1st Head of Tambov Oblast
- In office 11 December 1991 – 24 March 1995
- Succeeded by: Oleg Betin

Personal details
- Born: 20 January 1931 Moshuriv, Talne Raion, Ukrainian Soviet Socialist Republic, Soviet Union
- Died: 24 April 1996 (aged 65) Tambov, Russia

= Vladimir Babenko =

Ukrainian-born Russian politician

Vladimir Dmitriyevich Babenko (Russian: Владимир Дмитриевич Бабенко; 20 January 1931 – 24 April 1996), was a Ukrainian-born Russian politician who was the first Head of Administration of Tambov Oblast from 1991 to 1995.

Babenko was also a People's Deputy of the RSFSR from 1990 to 1993.

==Biography==

Vladimir Babenko was born in the family of an employee on 20 January 1931 in the village of Moshuriv, Talne Raion, Cherkasy Oblast, in the Ukrainian Soviet Socialist Republic. In his childhood and youth, he lived in the village of Kanishchevo, in Ryazan Oblast.

In 1965, he graduated from the Ryazan Medical Institute. Upon graduation, Babenko worked as a surgeon at the Ruzaevskaya city hospital in the Mordovian Autonomous Soviet Socialist Republic.

In 1968, he moved to Tambov, and began working as a urologist at the Tambov Regional Hospital. From 1971 to 1977, he was the head of the urological department of the 2nd city hospital. From 1977 to 1991, he was the chief physician of the Tambov Regional Hospital.

For 13 years, as the head physician of the Tambov Regional Hospital, four new buildings and a hostel for medical personnel were built. The departments of therapeutic and surgical nephrology, two cardiology departments were opened.

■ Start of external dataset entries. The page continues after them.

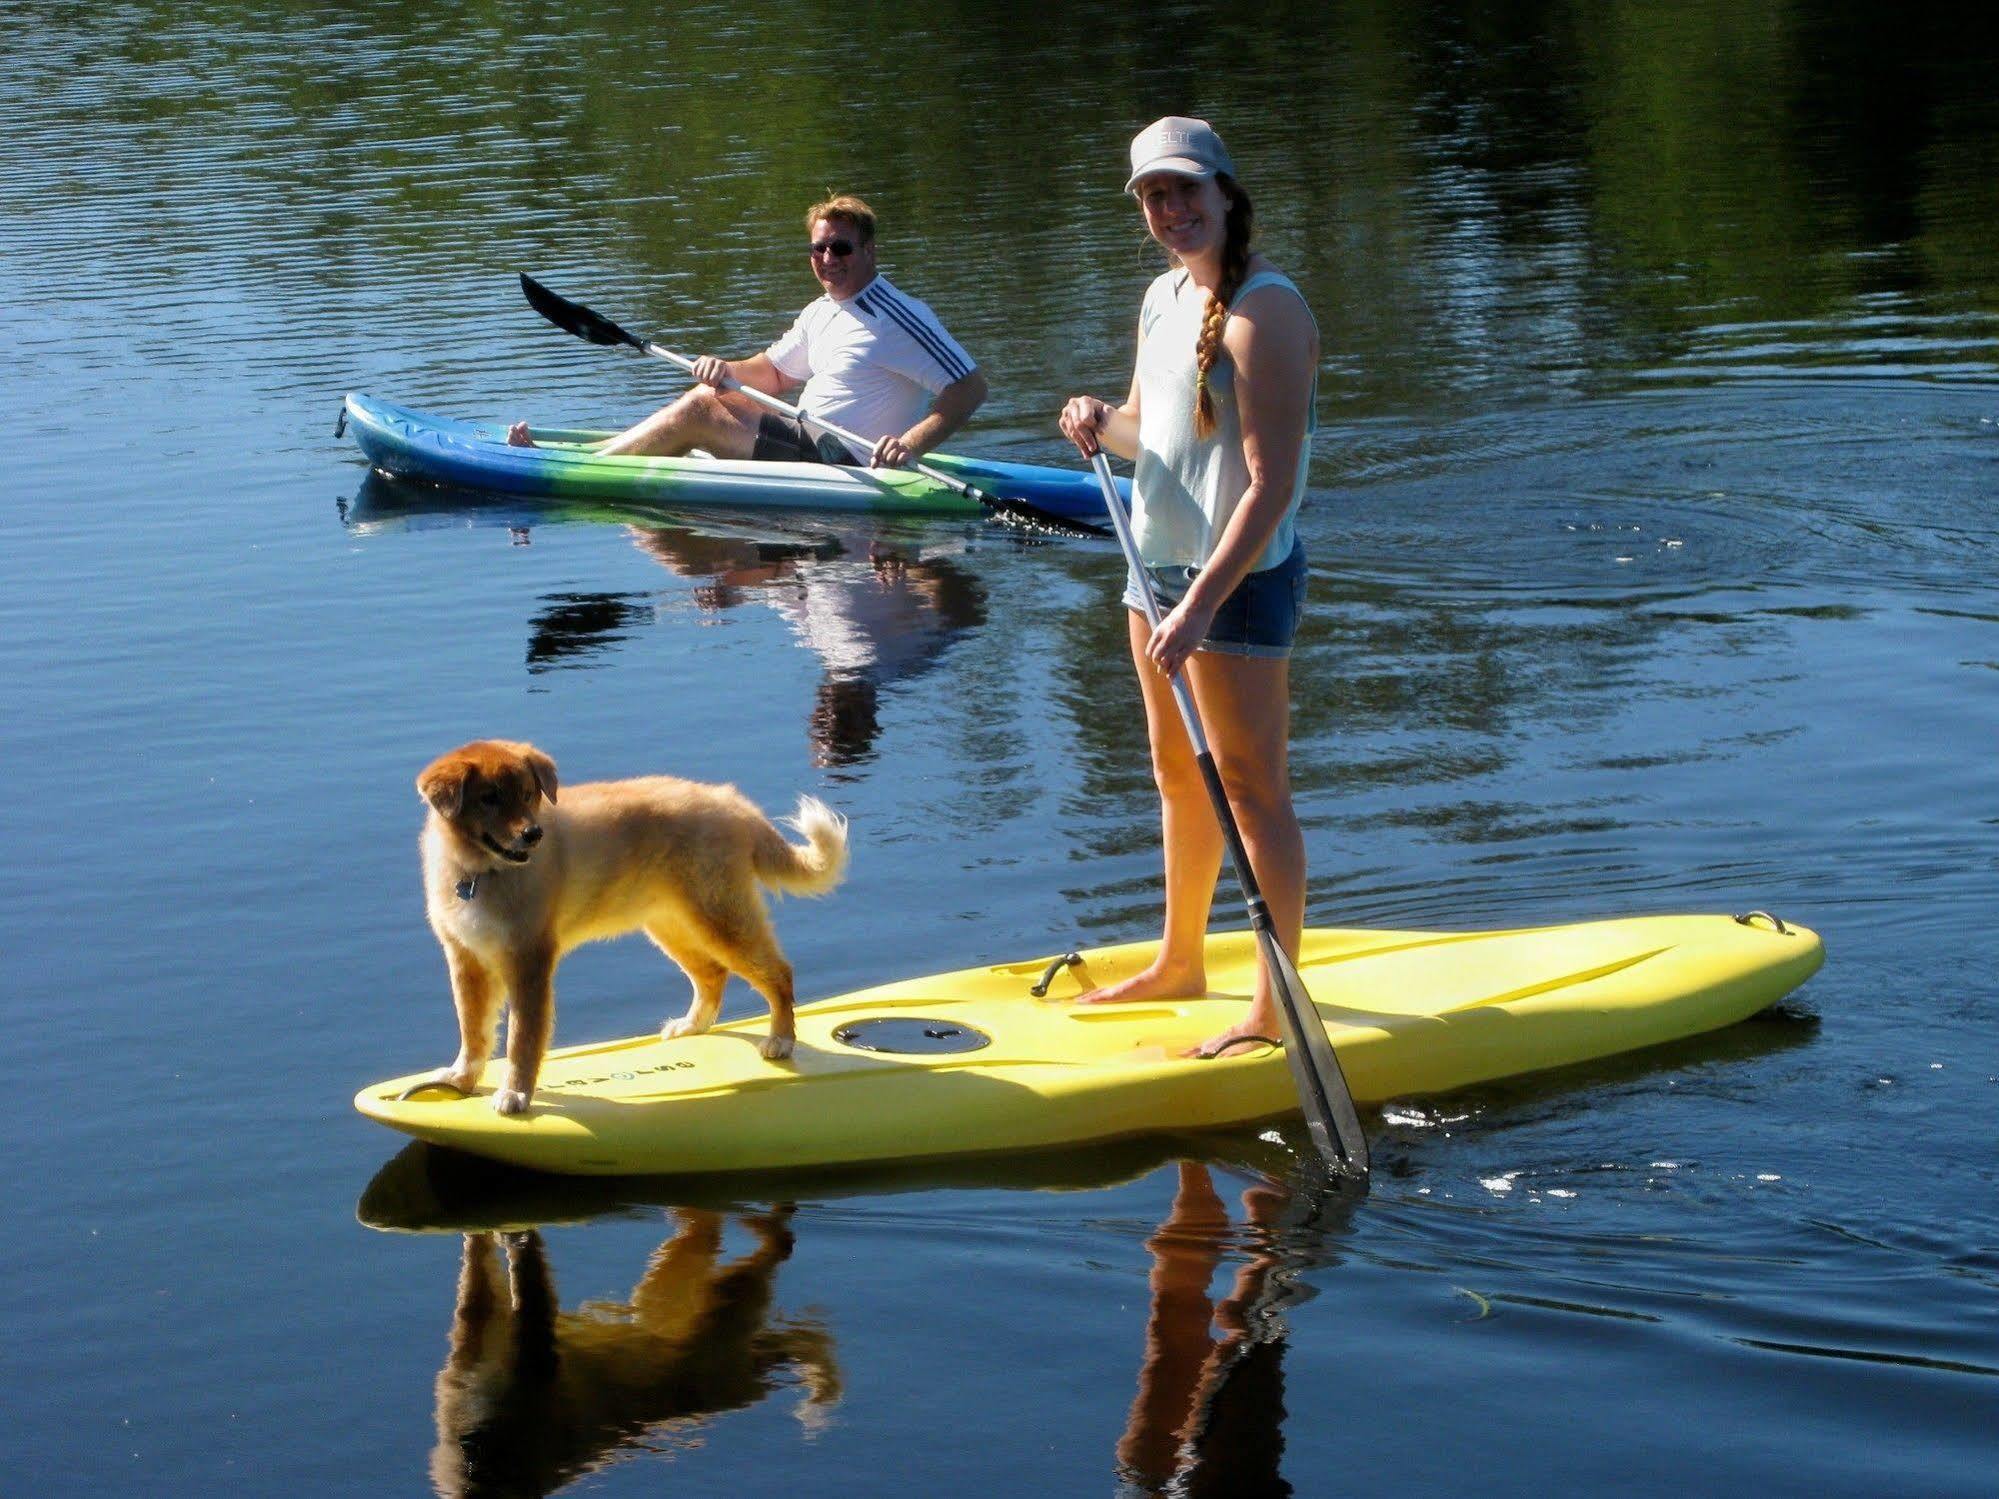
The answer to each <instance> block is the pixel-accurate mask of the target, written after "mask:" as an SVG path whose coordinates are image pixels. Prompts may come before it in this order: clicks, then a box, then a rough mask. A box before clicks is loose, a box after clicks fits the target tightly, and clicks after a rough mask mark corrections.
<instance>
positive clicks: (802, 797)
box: [756, 795, 848, 895]
mask: <svg viewBox="0 0 1999 1499" xmlns="http://www.w3.org/2000/svg"><path fill="white" fill-rule="evenodd" d="M786 821H788V823H790V825H792V827H796V829H798V831H802V833H804V835H806V843H808V847H798V843H788V841H786V839H784V833H780V831H778V829H776V827H772V829H770V837H766V839H762V841H760V843H758V849H756V877H758V879H762V881H764V883H766V885H770V887H772V889H782V891H784V893H786V895H824V893H826V891H830V889H832V887H834V885H838V883H840V881H842V879H846V877H848V819H846V817H842V815H840V813H838V811H834V809H832V807H828V805H826V803H824V801H820V799H818V797H816V795H802V797H798V815H794V817H786Z"/></svg>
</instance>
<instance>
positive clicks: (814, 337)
mask: <svg viewBox="0 0 1999 1499" xmlns="http://www.w3.org/2000/svg"><path fill="white" fill-rule="evenodd" d="M764 354H766V358H770V362H772V364H776V366H778V372H780V374H784V378H786V380H804V382H806V388H804V392H800V396H798V406H800V410H804V412H810V414H812V416H824V418H826V420H828V422H838V424H840V426H844V428H848V430H850V432H858V434H860V436H864V438H868V440H870V442H874V440H876V438H886V436H892V434H904V432H908V430H910V428H912V426H916V424H918V422H920V420H922V418H924V416H926V414H928V412H930V406H932V400H934V398H936V394H938V392H940V390H944V388H946V386H950V384H952V382H954V380H964V378H966V376H968V374H972V370H974V368H976V366H974V364H972V356H970V354H966V352H964V350H962V348H960V346H958V340H956V338H952V336H950V334H948V332H944V324H942V322H938V314H934V312H932V310H930V308H928V306H924V304H922V302H918V300H916V298H914V296H908V294H904V292H898V290H896V288H894V286H890V280H888V276H880V274H878V276H876V278H874V280H872V282H868V286H864V288H862V290H860V292H856V294H854V296H850V298H848V300H846V302H836V300H834V298H832V296H822V298H820V300H818V302H814V304H812V306H810V308H806V310H804V312H800V314H798V320H796V322H794V324H792V328H790V330H788V332H786V334H784V338H780V340H778V342H776V344H772V346H770V348H768V350H766V352H764ZM856 458H866V454H856Z"/></svg>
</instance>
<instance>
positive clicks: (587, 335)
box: [520, 272, 646, 350]
mask: <svg viewBox="0 0 1999 1499" xmlns="http://www.w3.org/2000/svg"><path fill="white" fill-rule="evenodd" d="M520 290H522V294H524V296H526V298H528V306H530V308H534V310H536V312H540V314H542V316H544V318H548V320H550V322H552V324H556V328H560V330H562V332H566V334H576V336H578V338H588V340H590V342H592V344H630V346H632V348H636V350H642V348H646V340H644V338H640V336H638V334H628V332H626V330H624V328H620V326H618V324H614V322H612V320H610V318H606V316H602V314H596V312H592V310H590V308H586V306H584V304H582V302H570V298H566V296H556V294H554V292H550V290H548V288H546V286H542V284H540V282H538V280H534V276H530V274H528V272H522V274H520Z"/></svg>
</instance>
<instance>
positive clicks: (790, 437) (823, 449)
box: [750, 412, 854, 468]
mask: <svg viewBox="0 0 1999 1499" xmlns="http://www.w3.org/2000/svg"><path fill="white" fill-rule="evenodd" d="M750 456H752V458H756V460H762V462H766V464H848V466H850V468H852V466H854V454H850V452H848V446H846V444H844V442H840V438H836V436H832V434H822V436H820V438H818V440H814V436H812V432H808V430H806V424H804V422H800V420H798V418H796V416H778V414H776V412H764V414H762V416H760V418H758V420H756V446H752V448H750Z"/></svg>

From 1990 to 1993, Babenko was a People's Deputy of the RSFSR.

On 11 December 1991, Babenko became the first Head of Administration of Tambov Oblast. He left office on 24 March 1995, being replaced by Oleg Betin.

Vladimir Dimitryevich Babenko died on 24 April 1996 in Tambov. He was buried at the Vozdvizhensky cemetery in Tambov.

On 22 November 2013, by the decision of the Tambov Oblast Duma, the regional hospital was named after him.